Grupo: Complainer, the
Título: Saint Tinnitus Is My Leader
Ano: 2012
Editora: Mik.Musik.!.
Formato: Digital
«Saint
Tinnitus Is My Leader» é
o álbum mais recente do projecto polaco The Complainer,
liderado por Wojciech
Kucharczyk, que desde o início do ano
já tinha publicado um EP («San Columbus»),
um single em colaboração com 8rolek («Wasza Fiesta / Nasza Fiesta»)

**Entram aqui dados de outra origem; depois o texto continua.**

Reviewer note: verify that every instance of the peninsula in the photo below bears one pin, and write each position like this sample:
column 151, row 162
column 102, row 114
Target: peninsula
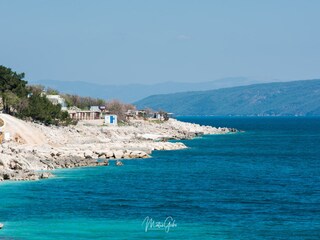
column 35, row 148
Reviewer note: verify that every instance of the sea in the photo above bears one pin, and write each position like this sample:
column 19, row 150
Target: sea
column 260, row 183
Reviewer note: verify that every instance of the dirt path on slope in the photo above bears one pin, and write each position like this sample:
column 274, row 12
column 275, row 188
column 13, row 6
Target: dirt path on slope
column 26, row 132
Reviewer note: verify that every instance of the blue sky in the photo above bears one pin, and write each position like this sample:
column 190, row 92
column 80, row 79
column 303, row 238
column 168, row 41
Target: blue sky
column 120, row 42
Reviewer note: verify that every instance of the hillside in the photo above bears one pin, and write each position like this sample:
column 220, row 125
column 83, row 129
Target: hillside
column 297, row 98
column 134, row 92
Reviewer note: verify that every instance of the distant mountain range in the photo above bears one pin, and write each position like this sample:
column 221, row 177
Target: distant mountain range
column 297, row 98
column 135, row 92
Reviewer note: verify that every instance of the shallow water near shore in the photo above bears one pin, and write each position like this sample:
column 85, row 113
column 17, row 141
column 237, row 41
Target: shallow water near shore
column 259, row 184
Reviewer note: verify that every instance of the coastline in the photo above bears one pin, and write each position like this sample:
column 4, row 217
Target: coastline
column 40, row 148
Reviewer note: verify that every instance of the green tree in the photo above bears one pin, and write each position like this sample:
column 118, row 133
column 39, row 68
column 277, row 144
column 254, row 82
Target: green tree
column 12, row 87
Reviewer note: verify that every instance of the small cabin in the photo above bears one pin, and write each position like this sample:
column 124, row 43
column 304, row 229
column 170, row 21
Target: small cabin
column 111, row 120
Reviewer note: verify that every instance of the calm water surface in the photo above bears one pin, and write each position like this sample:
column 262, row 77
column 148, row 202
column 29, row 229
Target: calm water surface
column 263, row 183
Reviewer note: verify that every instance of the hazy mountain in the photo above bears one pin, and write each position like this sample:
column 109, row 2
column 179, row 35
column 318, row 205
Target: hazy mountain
column 298, row 98
column 134, row 92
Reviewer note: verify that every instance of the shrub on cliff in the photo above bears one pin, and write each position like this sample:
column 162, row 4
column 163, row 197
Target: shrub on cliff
column 25, row 102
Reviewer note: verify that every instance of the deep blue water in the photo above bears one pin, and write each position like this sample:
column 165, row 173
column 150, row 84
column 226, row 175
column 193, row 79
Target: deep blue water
column 263, row 183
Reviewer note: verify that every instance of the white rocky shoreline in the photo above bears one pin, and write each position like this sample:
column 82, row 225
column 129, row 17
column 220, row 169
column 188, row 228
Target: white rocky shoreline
column 49, row 148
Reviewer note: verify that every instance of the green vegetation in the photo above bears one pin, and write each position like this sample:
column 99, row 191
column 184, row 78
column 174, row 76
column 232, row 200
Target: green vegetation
column 28, row 102
column 298, row 98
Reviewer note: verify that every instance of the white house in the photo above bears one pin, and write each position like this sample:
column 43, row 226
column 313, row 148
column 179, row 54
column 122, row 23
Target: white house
column 57, row 99
column 111, row 120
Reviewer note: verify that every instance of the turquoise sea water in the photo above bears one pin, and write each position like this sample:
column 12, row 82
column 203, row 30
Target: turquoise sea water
column 263, row 183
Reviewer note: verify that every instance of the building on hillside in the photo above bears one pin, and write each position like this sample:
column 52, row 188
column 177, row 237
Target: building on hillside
column 57, row 99
column 102, row 109
column 111, row 120
column 78, row 114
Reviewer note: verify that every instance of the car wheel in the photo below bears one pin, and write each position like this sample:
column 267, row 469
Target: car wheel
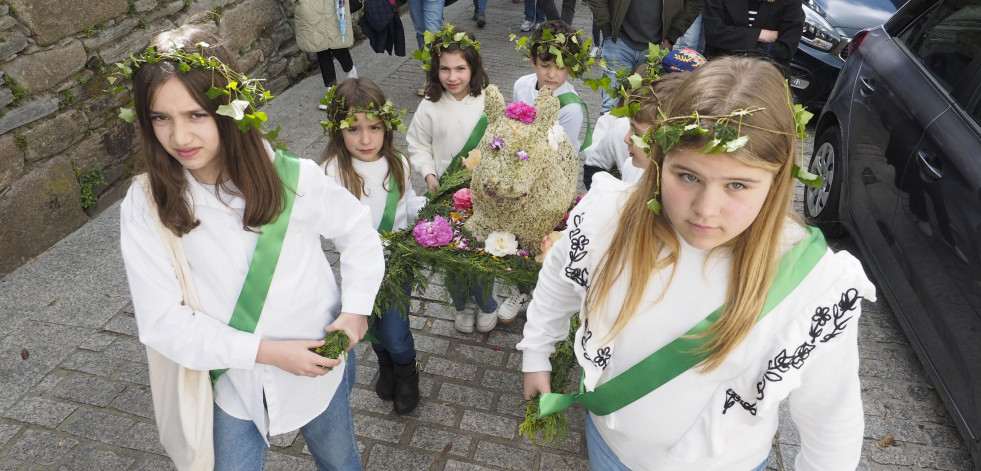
column 821, row 204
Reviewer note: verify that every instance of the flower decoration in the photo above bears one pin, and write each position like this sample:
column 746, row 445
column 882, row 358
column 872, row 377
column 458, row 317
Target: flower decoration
column 522, row 112
column 461, row 199
column 500, row 244
column 435, row 233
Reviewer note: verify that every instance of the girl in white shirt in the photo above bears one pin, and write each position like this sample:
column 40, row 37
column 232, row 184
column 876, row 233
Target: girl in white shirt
column 441, row 126
column 361, row 156
column 721, row 299
column 215, row 186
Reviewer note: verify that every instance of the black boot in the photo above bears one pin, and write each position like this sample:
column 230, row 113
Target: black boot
column 385, row 387
column 406, row 387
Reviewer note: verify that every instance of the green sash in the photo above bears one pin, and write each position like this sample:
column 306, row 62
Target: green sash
column 681, row 354
column 570, row 98
column 388, row 217
column 253, row 295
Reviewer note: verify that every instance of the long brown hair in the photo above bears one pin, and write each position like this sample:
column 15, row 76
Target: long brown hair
column 242, row 159
column 353, row 94
column 645, row 242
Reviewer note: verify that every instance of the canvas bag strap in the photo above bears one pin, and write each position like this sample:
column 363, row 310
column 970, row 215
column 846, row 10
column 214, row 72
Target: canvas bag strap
column 682, row 354
column 252, row 298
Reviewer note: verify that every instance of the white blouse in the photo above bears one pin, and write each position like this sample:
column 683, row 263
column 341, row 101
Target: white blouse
column 303, row 297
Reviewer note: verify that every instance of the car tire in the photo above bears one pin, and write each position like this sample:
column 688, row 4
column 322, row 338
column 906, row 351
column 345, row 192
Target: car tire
column 821, row 204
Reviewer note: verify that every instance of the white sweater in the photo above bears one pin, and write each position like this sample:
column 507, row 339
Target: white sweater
column 570, row 117
column 439, row 130
column 712, row 421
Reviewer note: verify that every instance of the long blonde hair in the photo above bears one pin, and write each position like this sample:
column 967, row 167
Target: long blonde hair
column 645, row 243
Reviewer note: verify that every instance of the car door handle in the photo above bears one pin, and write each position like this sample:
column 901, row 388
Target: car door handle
column 929, row 165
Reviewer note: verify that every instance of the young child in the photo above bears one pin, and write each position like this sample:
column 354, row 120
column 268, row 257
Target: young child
column 362, row 157
column 438, row 137
column 715, row 307
column 548, row 73
column 216, row 188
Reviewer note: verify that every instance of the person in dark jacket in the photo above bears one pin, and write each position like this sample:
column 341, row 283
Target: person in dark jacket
column 769, row 28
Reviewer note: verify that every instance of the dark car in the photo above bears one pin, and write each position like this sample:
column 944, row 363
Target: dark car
column 828, row 25
column 899, row 148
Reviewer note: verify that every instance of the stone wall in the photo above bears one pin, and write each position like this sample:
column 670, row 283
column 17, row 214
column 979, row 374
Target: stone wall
column 64, row 155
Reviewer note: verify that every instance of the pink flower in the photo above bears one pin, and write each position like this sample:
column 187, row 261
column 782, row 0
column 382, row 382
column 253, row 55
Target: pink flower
column 433, row 233
column 461, row 199
column 522, row 112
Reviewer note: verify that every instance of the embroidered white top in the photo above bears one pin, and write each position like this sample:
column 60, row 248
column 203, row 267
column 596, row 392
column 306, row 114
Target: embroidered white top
column 805, row 349
column 303, row 298
column 570, row 116
column 439, row 130
column 376, row 181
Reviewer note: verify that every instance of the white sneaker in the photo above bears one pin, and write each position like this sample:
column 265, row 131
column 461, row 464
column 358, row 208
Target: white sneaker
column 508, row 310
column 486, row 321
column 464, row 320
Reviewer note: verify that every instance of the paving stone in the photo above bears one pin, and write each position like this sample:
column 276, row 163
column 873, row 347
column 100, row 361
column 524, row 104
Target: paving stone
column 490, row 424
column 41, row 447
column 89, row 390
column 465, row 396
column 85, row 458
column 40, row 411
column 451, row 369
column 439, row 440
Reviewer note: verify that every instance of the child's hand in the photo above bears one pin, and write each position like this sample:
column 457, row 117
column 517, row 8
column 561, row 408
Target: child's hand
column 295, row 357
column 354, row 325
column 538, row 382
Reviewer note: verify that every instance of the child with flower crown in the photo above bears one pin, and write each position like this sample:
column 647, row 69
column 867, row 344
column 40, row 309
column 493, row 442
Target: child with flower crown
column 704, row 303
column 214, row 187
column 447, row 125
column 361, row 156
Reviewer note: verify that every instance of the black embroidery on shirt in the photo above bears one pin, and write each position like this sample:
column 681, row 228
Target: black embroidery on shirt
column 826, row 324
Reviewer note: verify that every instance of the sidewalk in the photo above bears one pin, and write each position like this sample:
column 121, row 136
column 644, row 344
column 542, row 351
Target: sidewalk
column 73, row 380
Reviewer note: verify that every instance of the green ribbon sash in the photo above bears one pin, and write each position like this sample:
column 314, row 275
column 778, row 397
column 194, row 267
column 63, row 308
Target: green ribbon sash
column 392, row 202
column 570, row 98
column 247, row 310
column 682, row 354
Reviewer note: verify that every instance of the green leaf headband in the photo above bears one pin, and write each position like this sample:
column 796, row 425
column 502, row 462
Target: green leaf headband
column 445, row 37
column 244, row 95
column 558, row 45
column 336, row 108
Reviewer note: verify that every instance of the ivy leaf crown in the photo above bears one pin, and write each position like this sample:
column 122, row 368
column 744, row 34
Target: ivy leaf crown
column 340, row 116
column 570, row 50
column 244, row 96
column 442, row 39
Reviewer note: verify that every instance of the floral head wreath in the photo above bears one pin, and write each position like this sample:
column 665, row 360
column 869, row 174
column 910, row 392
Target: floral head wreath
column 443, row 39
column 726, row 133
column 244, row 96
column 558, row 45
column 340, row 116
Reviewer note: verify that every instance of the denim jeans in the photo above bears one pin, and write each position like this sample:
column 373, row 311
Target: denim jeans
column 330, row 436
column 392, row 331
column 618, row 55
column 602, row 458
column 427, row 15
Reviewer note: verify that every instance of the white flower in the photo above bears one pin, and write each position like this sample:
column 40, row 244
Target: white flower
column 501, row 243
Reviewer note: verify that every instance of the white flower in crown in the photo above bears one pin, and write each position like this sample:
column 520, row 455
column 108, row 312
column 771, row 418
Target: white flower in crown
column 500, row 244
column 555, row 136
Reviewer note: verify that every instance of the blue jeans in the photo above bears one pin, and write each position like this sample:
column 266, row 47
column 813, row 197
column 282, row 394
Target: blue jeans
column 427, row 15
column 392, row 331
column 330, row 436
column 602, row 458
column 618, row 55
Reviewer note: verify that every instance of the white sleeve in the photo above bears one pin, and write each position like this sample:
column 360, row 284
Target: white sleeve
column 190, row 338
column 420, row 139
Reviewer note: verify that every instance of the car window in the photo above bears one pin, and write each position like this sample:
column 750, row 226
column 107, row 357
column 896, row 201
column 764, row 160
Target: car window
column 947, row 40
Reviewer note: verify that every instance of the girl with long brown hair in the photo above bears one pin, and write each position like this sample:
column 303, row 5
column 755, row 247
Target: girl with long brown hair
column 703, row 301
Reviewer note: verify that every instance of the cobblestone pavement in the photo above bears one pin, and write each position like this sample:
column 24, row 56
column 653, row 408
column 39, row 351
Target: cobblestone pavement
column 73, row 380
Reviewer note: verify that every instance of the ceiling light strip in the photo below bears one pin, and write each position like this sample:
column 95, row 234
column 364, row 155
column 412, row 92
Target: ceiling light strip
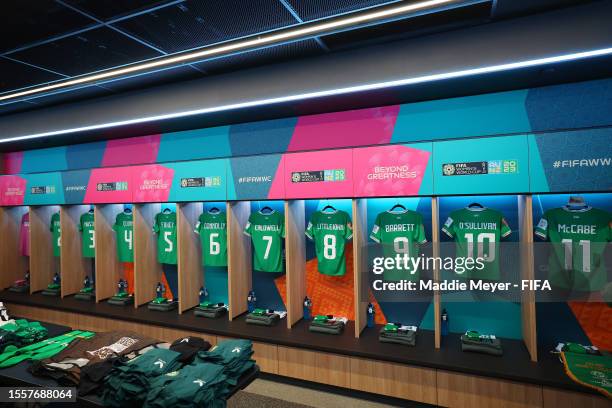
column 330, row 92
column 301, row 31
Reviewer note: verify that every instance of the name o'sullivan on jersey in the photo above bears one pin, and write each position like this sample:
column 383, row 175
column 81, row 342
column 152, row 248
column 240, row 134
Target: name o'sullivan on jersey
column 456, row 285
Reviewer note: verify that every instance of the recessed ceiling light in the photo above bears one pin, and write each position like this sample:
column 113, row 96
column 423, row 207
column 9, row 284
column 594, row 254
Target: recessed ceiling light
column 330, row 92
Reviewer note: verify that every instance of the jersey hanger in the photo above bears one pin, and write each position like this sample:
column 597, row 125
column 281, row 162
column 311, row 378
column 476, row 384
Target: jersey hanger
column 398, row 205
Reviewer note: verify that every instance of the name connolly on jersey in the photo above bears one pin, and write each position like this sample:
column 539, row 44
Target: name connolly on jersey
column 577, row 229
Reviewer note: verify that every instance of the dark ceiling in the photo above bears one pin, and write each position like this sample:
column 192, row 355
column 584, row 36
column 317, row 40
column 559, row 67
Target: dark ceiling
column 48, row 40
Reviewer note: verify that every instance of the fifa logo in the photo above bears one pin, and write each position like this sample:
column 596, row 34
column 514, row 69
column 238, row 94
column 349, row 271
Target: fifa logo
column 448, row 169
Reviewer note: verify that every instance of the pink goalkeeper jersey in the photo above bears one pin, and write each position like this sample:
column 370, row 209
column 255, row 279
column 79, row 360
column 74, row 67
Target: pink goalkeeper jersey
column 24, row 235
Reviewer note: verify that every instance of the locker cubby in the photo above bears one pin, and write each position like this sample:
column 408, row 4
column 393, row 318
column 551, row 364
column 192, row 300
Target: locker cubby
column 409, row 308
column 239, row 257
column 147, row 269
column 581, row 317
column 108, row 268
column 482, row 311
column 215, row 278
column 43, row 265
column 190, row 274
column 13, row 263
column 302, row 267
column 74, row 267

e um outro álbum que complementa esta nova
edição («The Saint Tinnitus Gazette»).
No meio de toda esta turbolência editorial, Kucharczyk produz
aquele que é, provavelmente, o seu álbum mais
intimista e pessoal. Por um lado, porque todo o processo foi conduzido
a solo, sem as habituais colaborações que
caracterizam os seus trabalhos (com incidência especial
quando opera enquanto um membro de The
Complainer & The Complainers). Mas, ao
mesmo tempo, toda a sonoridade é conduzida no sentido de um
mergulho nos recantos mais obscuros da sua emotividade, funcionando
como uma espécie de busca interior.
Quando comparado com trabalhos anteriores, «Saint
Tinnitus Is My Leader» soa muito mais negro, com
o ritmo lento a contrapor-se ao frenezim do passado e as vozes, quase
fantasmagóricas, a serem manipulações
sintetizadas de pequenos enigmas, que assim ganham uma aura misteriosa
e quase impenetrável. Ao mesmo tempo, toda a
microscópica parafernália de fragmentos sonoros
de electrónica analógica exige uma
dedicação extra ao ouvinte para que possa ser
integrada num conjunto vasto de deambulações
melódicas, que se vão libertando em pequenos
golpes de magia negra e ocultismo, como se envoltos num
véu opaco e de tonalidades nocturnas. Não por
acaso, tinnitus
é sinónimo de zumbido.
Ganham forma, assim, canções intensas
que, aqui e ali, subtilmente adquirem uma componente
dançável, mas que não chegam a
deixá-la atingir o zénite das
pistas pela carga sombria em que são envolvidas,
tanto pela solenidade dramática de alguns teclados
enigmáticos, como pela compulsão pesada de linhas
de baixo em cisão física fragmentária.
Como se a festa se passasse na casa ao lado e apenas a
pulsão e os ecos filtrados do entusiasmo
fossem capazes de atravessar as paredes.
Há também momentos de abandono ao peso
de emoções melancólicas, como
se cada fase de solidão fosse
imprescindível para encontrar o rumo da
celebração, mesmo que em ambiente privado. Um
uivo angustiado de uma presença ausente.
Daqui resulta um disco que é uma espécie
de composto explosivo latente, que se encontra na eminência
de detonar em todas as direcções, mas que The Complainer
consegue controlar de um modo perfeito, prevalecendo uma
espécie de ameaça que marca profundamente a
capacidade dramática da narrativa assim
construída mas cujo desenlace, ao ser ludibriado, permanece
eternamente como uma brilhante promessa ao virar da próxima
curva. O que mantém todos os sentidos em alerta e faz de «Saint Tinnitus Is My
Leader» um disco viral, mais dominador a cada
nova rotação, e um estranho magma de inquietude e
desejo, que através dos sons visa interrogar e atingir o
núcleo emocional da existência humana.